Уехать? Это сложный вопрос для всех, кто живет сегодня в России. Каждый решает сам. Я тоже об этом думал. Особенно когда были первые показы фильма «Дети 404» (документальный фильм про ЛГБТ-подростков в России — ред.) и проблемы с полицией. На первый показ в Москве, который был в частном клубе, пришли православные российские активисты с плакатами «Гоморра не пройдет». Они вызвали полицию и сказали, что мы пропагандируем гомосексуализм среди подростков.

 

askold_kurov

www. siburbia.ru

 

Потом, когда представляли фильм на фестивале Hot Docs, — мы гуляли по Торонто и думали о нем как о городе, в котором возможно придется остаться. Но я просто для себя решил, что не хочу уезжать. Уеду, если что-то будет угрожать моей свободе, жизни. А так не могу представить себя в другой стране или культуре. Иногда опасно, но по-другому не хочется пока.

Как работает документальное кино

«Вы что, геи?» – задала мне вопрос ошарашенная женщина после показа «Дети 404» в Москве. Для нее было шоком, что в зале есть лесбиянки, геи. Для нее это стало расширением сознания. Это ведь не только от документального кино зависит. Она была готова к диалогу. Не только говорить, но и слушать. Если человек открыт к диалогу, то вполне может измениться. Научиться понимать другого.

 

Документальное кино — это сотрудничество. Герои используют фильм, чтобы рассказать свою историю. Но не все то, что с героем происходит, является кино.

Я научился различать, в какой момент нужно нажать кнопку записи и когда остановить.

Для дипломной работы «40 дней» о маленьком узбекском городке, моей родине, я как-то искал героев в женской общине православного храма. Записывал видеописьма их родственникам, уехавшим за границу. Там была мусульманка, которая поменяла веру. «Знаешь, я 12 лет служу в храме и ты первый человек, который заинтересовался моей историей», – сказала она мне. И я понял, насколько важно для людей, чтобы их история была рассказанная и зафиксирована.

Есть ли здесь границы — между героем и режиссером документального кино?

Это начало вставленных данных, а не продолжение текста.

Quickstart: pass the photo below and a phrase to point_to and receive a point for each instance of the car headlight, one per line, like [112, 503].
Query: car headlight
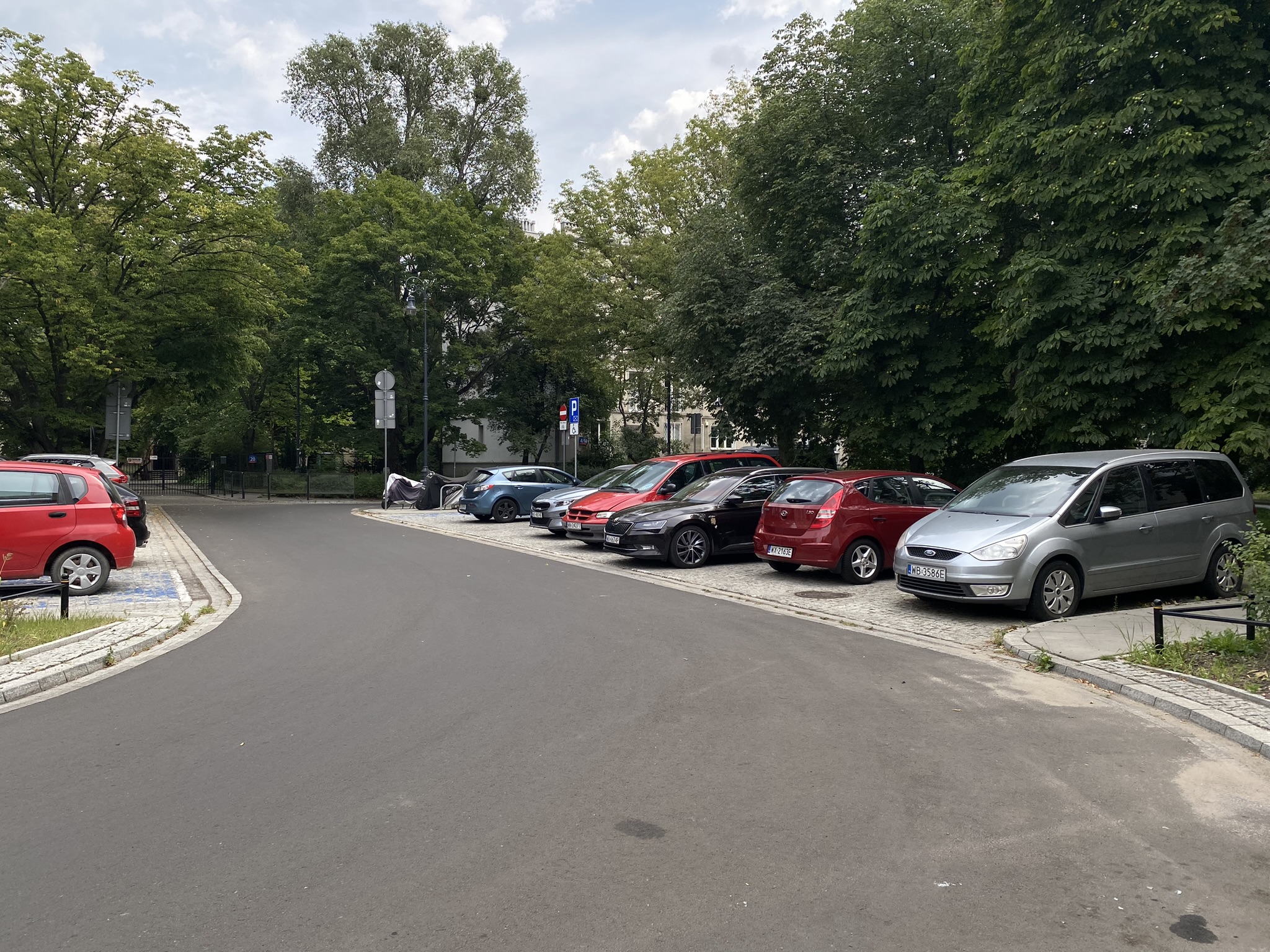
[1000, 551]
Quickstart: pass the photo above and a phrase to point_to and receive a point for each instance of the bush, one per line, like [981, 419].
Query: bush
[1255, 557]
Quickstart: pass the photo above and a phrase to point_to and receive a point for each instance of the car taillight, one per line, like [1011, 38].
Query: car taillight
[827, 512]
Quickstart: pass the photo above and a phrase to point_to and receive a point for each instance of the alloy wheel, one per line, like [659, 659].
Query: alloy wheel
[82, 570]
[1059, 592]
[691, 547]
[864, 562]
[1227, 573]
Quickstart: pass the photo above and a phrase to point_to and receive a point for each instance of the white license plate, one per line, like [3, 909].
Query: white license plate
[929, 571]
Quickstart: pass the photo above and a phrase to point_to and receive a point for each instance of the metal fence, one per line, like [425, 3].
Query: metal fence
[150, 480]
[295, 485]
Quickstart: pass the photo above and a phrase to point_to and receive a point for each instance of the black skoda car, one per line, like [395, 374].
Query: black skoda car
[718, 513]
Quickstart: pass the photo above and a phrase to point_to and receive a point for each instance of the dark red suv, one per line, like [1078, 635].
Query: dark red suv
[849, 522]
[61, 521]
[651, 480]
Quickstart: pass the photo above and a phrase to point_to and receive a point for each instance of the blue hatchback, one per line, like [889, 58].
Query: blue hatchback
[504, 493]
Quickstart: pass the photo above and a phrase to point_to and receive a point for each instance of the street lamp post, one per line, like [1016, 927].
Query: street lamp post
[411, 311]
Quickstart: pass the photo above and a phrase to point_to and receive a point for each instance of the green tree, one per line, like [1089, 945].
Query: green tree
[404, 100]
[126, 250]
[1116, 144]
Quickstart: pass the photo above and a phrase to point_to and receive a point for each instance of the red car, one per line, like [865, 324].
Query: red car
[849, 522]
[61, 521]
[651, 480]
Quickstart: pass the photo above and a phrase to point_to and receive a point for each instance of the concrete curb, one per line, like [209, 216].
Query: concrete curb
[162, 630]
[1210, 719]
[50, 645]
[128, 651]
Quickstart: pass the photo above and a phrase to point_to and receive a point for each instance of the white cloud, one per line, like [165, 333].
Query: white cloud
[548, 9]
[648, 130]
[784, 9]
[466, 29]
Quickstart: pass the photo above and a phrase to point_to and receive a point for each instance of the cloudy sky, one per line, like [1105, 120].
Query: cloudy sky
[603, 76]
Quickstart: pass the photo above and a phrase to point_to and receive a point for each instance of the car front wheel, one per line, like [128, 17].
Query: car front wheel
[86, 568]
[863, 563]
[690, 547]
[1055, 593]
[1225, 573]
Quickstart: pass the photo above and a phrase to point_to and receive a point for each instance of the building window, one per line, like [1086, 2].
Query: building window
[718, 441]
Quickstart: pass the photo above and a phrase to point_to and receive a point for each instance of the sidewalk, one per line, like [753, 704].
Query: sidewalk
[1086, 648]
[169, 584]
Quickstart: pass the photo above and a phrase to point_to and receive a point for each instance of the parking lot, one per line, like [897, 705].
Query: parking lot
[879, 607]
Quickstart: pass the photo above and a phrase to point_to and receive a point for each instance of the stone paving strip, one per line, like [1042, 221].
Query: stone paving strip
[883, 609]
[174, 582]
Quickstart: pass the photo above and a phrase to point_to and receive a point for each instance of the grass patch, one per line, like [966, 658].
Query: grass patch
[27, 631]
[1228, 658]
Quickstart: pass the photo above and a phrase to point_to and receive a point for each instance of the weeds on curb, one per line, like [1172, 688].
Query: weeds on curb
[1228, 658]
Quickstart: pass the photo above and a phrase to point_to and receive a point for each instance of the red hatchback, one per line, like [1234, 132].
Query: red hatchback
[849, 522]
[61, 521]
[651, 480]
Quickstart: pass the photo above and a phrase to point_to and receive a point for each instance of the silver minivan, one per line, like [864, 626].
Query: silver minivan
[1044, 532]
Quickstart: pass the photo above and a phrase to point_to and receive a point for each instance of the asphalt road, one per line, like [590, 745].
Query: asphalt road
[407, 742]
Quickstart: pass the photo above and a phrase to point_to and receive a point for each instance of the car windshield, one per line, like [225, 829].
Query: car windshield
[709, 489]
[1021, 490]
[644, 477]
[806, 491]
[606, 479]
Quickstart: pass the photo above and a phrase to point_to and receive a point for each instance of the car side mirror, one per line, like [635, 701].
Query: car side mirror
[1109, 513]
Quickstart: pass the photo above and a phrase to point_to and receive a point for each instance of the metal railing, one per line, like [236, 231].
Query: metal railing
[1160, 612]
[287, 484]
[64, 587]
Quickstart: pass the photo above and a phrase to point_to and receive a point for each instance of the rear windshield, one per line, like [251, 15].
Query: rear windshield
[1021, 490]
[806, 491]
[709, 489]
[644, 477]
[606, 478]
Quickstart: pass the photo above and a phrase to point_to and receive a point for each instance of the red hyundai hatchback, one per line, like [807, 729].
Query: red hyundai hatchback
[651, 480]
[61, 521]
[849, 522]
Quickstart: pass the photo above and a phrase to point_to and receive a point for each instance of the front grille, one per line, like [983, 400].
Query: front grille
[936, 588]
[943, 555]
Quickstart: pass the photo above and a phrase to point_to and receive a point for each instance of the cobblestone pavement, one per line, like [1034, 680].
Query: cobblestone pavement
[156, 597]
[1250, 711]
[879, 607]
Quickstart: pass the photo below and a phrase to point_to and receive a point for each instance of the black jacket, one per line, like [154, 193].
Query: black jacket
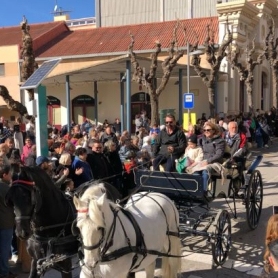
[213, 148]
[176, 139]
[99, 165]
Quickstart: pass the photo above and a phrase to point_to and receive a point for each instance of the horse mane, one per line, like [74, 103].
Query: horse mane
[96, 188]
[95, 212]
[41, 179]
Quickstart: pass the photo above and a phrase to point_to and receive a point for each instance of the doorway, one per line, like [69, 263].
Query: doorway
[139, 102]
[54, 111]
[83, 107]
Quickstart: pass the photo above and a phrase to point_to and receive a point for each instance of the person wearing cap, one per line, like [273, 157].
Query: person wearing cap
[271, 248]
[169, 146]
[108, 135]
[46, 164]
[192, 156]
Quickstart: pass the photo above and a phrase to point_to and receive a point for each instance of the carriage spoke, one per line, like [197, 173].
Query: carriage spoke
[254, 199]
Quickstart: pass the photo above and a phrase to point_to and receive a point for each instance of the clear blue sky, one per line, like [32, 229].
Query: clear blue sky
[37, 11]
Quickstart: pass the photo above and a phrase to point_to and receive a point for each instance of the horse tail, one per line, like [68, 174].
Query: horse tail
[171, 265]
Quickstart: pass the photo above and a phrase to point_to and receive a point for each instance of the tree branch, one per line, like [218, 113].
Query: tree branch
[138, 71]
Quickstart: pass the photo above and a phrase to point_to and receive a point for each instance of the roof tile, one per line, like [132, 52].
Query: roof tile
[55, 39]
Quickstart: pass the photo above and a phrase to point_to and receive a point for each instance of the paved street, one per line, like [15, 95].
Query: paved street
[245, 258]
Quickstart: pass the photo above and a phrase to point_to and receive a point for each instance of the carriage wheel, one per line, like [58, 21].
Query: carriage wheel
[254, 199]
[222, 242]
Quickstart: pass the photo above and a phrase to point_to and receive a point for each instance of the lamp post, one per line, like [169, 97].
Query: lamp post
[196, 52]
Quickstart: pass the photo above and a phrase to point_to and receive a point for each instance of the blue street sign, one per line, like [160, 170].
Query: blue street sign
[188, 101]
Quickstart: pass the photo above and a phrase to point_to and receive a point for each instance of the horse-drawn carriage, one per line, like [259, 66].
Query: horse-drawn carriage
[116, 238]
[196, 216]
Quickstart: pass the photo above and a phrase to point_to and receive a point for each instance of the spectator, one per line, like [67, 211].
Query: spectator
[271, 245]
[213, 147]
[265, 131]
[70, 148]
[108, 135]
[6, 132]
[12, 151]
[138, 123]
[67, 186]
[154, 130]
[86, 126]
[18, 138]
[45, 164]
[30, 130]
[27, 149]
[170, 145]
[147, 145]
[98, 162]
[6, 224]
[80, 162]
[193, 155]
[135, 144]
[125, 149]
[113, 158]
[117, 126]
[143, 160]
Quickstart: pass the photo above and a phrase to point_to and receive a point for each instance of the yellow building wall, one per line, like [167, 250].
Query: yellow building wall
[9, 57]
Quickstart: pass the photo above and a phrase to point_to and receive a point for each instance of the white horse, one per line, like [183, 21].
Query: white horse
[110, 239]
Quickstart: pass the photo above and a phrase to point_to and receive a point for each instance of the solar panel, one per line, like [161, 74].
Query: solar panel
[40, 74]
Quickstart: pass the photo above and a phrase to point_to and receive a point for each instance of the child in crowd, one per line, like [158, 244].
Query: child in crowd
[67, 186]
[4, 149]
[192, 156]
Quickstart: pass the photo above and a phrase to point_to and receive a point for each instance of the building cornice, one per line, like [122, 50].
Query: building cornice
[265, 6]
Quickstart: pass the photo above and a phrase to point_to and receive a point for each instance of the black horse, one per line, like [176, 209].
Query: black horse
[44, 216]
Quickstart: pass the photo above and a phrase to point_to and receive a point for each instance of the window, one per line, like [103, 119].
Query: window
[2, 69]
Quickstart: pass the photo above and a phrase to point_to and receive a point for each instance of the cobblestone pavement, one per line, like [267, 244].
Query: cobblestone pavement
[245, 258]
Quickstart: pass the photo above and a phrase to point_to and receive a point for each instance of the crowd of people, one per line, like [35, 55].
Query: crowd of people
[88, 152]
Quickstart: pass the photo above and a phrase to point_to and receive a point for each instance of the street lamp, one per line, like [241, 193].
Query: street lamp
[196, 52]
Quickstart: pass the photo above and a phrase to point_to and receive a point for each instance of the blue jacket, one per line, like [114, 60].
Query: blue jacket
[87, 174]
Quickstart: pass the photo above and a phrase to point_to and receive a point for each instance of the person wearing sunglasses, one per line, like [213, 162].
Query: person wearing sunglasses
[213, 146]
[169, 146]
[271, 248]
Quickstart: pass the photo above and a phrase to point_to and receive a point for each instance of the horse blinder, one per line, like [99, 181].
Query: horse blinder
[97, 245]
[74, 229]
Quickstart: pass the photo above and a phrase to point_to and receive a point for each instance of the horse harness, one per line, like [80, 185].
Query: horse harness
[140, 247]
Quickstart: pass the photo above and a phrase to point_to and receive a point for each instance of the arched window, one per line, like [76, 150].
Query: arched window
[83, 107]
[54, 111]
[263, 89]
[139, 101]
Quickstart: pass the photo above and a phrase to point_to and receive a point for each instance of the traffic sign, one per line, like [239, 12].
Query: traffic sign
[188, 101]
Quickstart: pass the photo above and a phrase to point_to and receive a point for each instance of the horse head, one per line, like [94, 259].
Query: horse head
[91, 225]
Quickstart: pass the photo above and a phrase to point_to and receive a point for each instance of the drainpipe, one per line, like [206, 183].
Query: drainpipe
[96, 102]
[128, 96]
[180, 98]
[122, 91]
[68, 103]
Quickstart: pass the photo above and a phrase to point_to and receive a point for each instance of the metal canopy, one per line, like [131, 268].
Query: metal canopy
[40, 74]
[110, 70]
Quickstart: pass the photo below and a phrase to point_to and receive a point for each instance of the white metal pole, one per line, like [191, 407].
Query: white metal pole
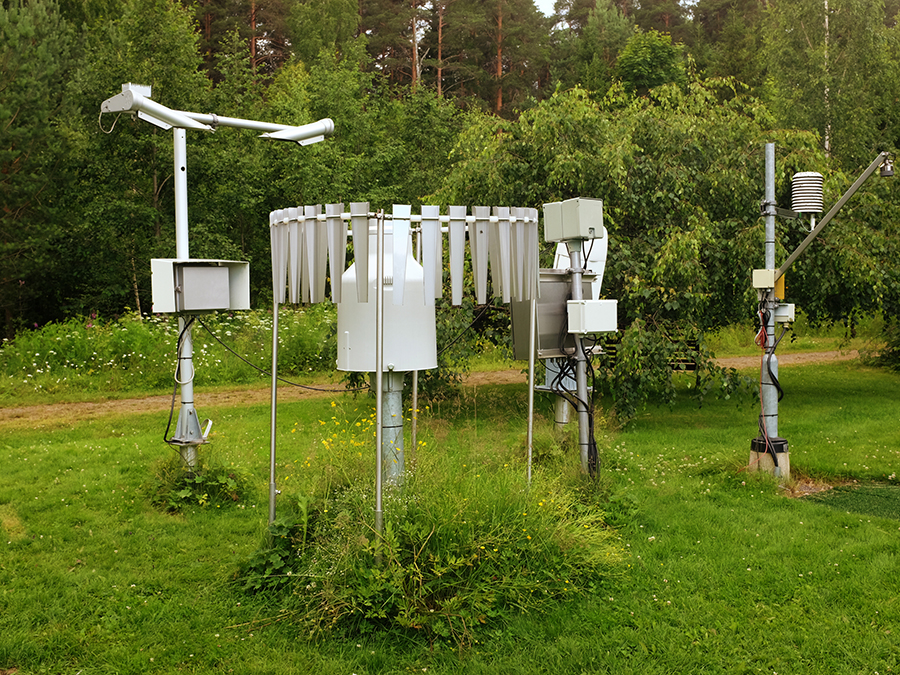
[272, 490]
[769, 391]
[581, 396]
[188, 433]
[379, 374]
[531, 349]
[181, 220]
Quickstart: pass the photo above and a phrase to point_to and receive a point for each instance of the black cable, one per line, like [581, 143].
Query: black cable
[465, 330]
[269, 374]
[187, 324]
[772, 376]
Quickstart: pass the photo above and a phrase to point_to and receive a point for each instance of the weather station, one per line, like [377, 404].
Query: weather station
[183, 285]
[768, 451]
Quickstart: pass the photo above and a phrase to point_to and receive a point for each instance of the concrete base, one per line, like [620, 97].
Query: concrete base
[762, 461]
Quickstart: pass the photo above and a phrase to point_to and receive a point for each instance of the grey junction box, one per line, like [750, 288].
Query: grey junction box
[199, 285]
[578, 218]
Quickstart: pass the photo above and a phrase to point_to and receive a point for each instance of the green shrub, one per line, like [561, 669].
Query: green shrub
[175, 487]
[463, 548]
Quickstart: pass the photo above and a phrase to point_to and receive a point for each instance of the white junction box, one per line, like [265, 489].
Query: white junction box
[592, 316]
[764, 278]
[196, 286]
[784, 313]
[578, 218]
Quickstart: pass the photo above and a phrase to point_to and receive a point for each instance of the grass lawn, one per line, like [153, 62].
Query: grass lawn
[722, 573]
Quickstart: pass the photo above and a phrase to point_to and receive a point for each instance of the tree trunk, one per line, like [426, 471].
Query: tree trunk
[253, 36]
[440, 69]
[499, 70]
[415, 46]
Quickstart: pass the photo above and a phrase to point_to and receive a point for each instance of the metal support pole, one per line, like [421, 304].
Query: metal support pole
[581, 396]
[379, 368]
[187, 431]
[392, 423]
[531, 349]
[769, 392]
[768, 451]
[272, 490]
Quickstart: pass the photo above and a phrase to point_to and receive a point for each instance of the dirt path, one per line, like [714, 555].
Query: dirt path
[39, 415]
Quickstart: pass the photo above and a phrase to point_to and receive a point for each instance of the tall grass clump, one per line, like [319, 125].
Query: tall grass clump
[133, 353]
[465, 545]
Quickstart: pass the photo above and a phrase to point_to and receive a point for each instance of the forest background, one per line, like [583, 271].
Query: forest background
[659, 108]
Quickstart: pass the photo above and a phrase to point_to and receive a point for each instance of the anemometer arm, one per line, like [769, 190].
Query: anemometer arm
[881, 160]
[135, 99]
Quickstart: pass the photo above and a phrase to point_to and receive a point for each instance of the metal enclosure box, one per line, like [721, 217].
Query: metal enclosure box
[764, 278]
[592, 316]
[552, 315]
[199, 285]
[784, 313]
[578, 218]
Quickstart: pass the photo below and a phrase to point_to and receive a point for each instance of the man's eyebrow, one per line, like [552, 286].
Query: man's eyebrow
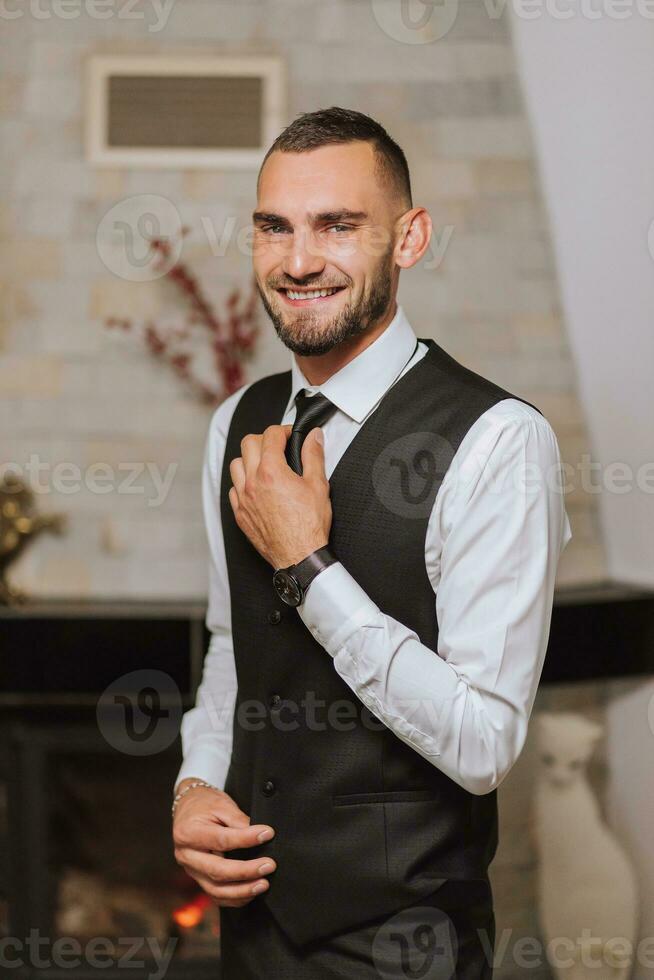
[316, 218]
[263, 217]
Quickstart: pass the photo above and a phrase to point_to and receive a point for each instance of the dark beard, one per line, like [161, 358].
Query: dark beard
[350, 322]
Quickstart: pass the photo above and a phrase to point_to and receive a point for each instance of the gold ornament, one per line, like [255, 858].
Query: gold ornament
[19, 525]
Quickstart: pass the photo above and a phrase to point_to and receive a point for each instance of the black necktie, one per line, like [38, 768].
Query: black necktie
[311, 410]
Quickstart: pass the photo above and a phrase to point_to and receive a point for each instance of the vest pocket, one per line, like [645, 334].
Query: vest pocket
[385, 796]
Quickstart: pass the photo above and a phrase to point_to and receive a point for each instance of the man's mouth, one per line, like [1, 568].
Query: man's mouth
[302, 297]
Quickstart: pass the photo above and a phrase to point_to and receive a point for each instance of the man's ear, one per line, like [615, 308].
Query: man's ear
[414, 237]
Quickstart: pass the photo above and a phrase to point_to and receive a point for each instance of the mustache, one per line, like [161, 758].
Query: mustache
[308, 285]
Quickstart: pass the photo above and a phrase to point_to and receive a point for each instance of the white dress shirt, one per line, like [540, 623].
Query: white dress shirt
[495, 533]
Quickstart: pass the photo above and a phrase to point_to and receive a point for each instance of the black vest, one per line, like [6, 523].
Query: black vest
[364, 824]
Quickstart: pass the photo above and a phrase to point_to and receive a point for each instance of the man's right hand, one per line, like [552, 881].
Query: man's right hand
[207, 823]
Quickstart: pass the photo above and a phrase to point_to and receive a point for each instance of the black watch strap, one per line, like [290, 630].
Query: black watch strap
[292, 583]
[306, 570]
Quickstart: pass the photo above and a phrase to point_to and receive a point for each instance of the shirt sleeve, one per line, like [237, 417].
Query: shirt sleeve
[207, 727]
[494, 538]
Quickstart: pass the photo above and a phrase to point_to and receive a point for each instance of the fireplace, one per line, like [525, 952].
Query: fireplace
[90, 882]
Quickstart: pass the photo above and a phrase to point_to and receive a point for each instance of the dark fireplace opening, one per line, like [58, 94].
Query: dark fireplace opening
[91, 860]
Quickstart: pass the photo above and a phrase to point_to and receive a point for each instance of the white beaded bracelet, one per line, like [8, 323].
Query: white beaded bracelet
[187, 789]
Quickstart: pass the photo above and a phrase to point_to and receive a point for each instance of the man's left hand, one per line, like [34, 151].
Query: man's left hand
[284, 515]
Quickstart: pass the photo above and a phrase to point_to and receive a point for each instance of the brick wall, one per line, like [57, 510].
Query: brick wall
[72, 391]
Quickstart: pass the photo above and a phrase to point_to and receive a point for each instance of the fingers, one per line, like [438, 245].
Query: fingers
[205, 835]
[222, 870]
[233, 894]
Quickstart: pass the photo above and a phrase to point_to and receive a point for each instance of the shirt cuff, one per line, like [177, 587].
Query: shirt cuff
[206, 763]
[335, 606]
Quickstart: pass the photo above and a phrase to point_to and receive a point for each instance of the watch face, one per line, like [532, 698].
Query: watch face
[288, 588]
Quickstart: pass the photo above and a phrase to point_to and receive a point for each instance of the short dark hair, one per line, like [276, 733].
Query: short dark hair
[336, 125]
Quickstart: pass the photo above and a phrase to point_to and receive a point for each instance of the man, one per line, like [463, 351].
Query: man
[381, 580]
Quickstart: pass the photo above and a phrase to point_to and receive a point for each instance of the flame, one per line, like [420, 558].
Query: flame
[191, 915]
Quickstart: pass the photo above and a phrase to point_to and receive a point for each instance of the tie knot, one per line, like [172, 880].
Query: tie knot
[311, 410]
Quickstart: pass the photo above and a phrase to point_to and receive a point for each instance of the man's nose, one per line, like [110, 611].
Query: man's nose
[303, 257]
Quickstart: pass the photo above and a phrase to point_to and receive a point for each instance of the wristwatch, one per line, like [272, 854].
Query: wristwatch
[291, 583]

Это сложный вопрос. Иногда хочется принять участие в жизни человека. Но ты всегда выбираешь — либо ты наблюдатель, либо участник. Либо ты кино снимаешь, либо дружишь.

О (не)политическом кино

Когда впервые попал в музей Ленина недалеко от Москвы, меня так поразило, что это вообще существует и есть люди, которые по прежнему служат Ленину и сохраняют все как есть, что я решил снять об этом кино. Я устроился сотрудником музея. Над фильмом работал три года.

Для меня тогда стало открытием, что не произошло смены веков и времен. Этот музей как модель всей страны и общества — прошлое не ушло, и эпохи не сменились, но наложилось что-то новое. Например, сюрреалистические картины — в музее Ленина омоновцы принимают присягу на фоне всей этой советской атрибутики.

Когда меня спрашивают о политическом кино, это вызывает у меня некий протест. Я не умею этого делать и мне это не очень-то интересно. Я тогда говорю — если это политическое кино, то оно все-таки о людях в новых политических условиях.